Immich upgrade always fails with "timed out waiting for the condition" #1687

Chaphasilor · 2023-10-30T10:53:55Z

I've been running Immich on my Truenas SCALE machine for a few weeks now and in that time updated about 5 times.
Every time, I got the following error:

Full error log:

Error: Traceback (most recent call last):
  File "/usr/lib/python3/dist-packages/middlewared/job.py", line 427, in run
    await self.future
  File "/usr/lib/python3/dist-packages/middlewared/job.py", line 465, in __run_body
    rv = await self.method(*([self] + args))
  File "/usr/lib/python3/dist-packages/middlewared/schema.py", line 1379, in nf
    return await func(*args, **kwargs)
  File "/usr/lib/python3/dist-packages/middlewared/schema.py", line 1247, in nf
    res = await f(*args, **kwargs)
  File "/usr/lib/python3/dist-packages/middlewared/plugins/chart_releases_linux/upgrade.py", line 115, in upgrade
    await self.upgrade_chart_release(job, release, options)
  File "/usr/lib/python3/dist-packages/middlewared/plugins/chart_releases_linux/upgrade.py", line 298, in upgrade_chart_release
    await self.middleware.call('chart.release.helm_action', release_name, chart_path, config, 'upgrade')
  File "/usr/lib/python3/dist-packages/middlewared/main.py", line 1368, in call
    return await self._call(
  File "/usr/lib/python3/dist-packages/middlewared/main.py", line 1328, in _call
    return await self.run_in_executor(prepared_call.executor, methodobj, *prepared_call.args)
  File "/usr/lib/python3/dist-packages/middlewared/main.py", line 1231, in run_in_executor
    return await loop.run_in_executor(pool, functools.partial(method, *args, **kwargs))
  File "/usr/lib/python3.9/concurrent/futures/thread.py", line 52, in run
    result = self.fn(*self.args, **self.kwargs)
  File "/usr/lib/python3/dist-packages/middlewared/plugins/chart_releases_linux/helm.py", line 44, in helm_action
    raise CallError(f'Failed to {tn_action} chart release: {stderr.decode()}')
middlewared.service_exception.CallError: [EFAULT] Failed to upgrade chart release: Error: UPGRADE FAILED: pre-upgrade hooks failed: timed out waiting for the condition

It seems like the upgrade itself is usually working though, and the version is up to date after refreshing the apps list.
For the upgrade from v1.81.1 to v1.82.1, my installation got corrupted and didn't come back up anymore.

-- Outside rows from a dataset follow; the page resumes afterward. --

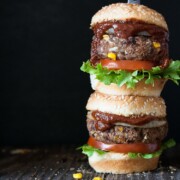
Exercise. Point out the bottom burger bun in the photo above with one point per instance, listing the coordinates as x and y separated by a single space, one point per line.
119 163
141 88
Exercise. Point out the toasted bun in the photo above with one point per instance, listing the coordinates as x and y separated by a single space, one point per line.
124 12
141 88
127 105
118 163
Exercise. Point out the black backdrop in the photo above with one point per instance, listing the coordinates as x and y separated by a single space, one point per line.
43 92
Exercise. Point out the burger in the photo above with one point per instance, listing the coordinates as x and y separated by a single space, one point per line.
128 69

Luckily the pgBackup pod did create a DB dump, and I was able to re-install and import the old database.

I'm running TrueNAS-SCALE-22.12.4.2, and the issue also happend with an older version of Bluefin. The error also happens with two separate fresh installs, so that doesn't seem to be an issue either.

If someone could look into this, I would really appreciate it. Recovering my database wasn't easy because it involved messing around with kubectl, so I would be relieved if I didn't have to worry anymore when upgrading to a new version of Immich :)

If any additional info is needed, please let me know!

The text was updated successfully, but these errors were encountered:

stavros-k · 2023-10-31T16:22:13Z

Hello, it looks like the pre-upgrade job is failing, (its the job that takes a database backup before upgrade).
I've tried few upgrades myself and all succeeded.

Reason that I can think of that this could fail is:

Database is not accessible when the job is running.
Database dump takes too long

But you mention that the db dump was created which makes me super curious.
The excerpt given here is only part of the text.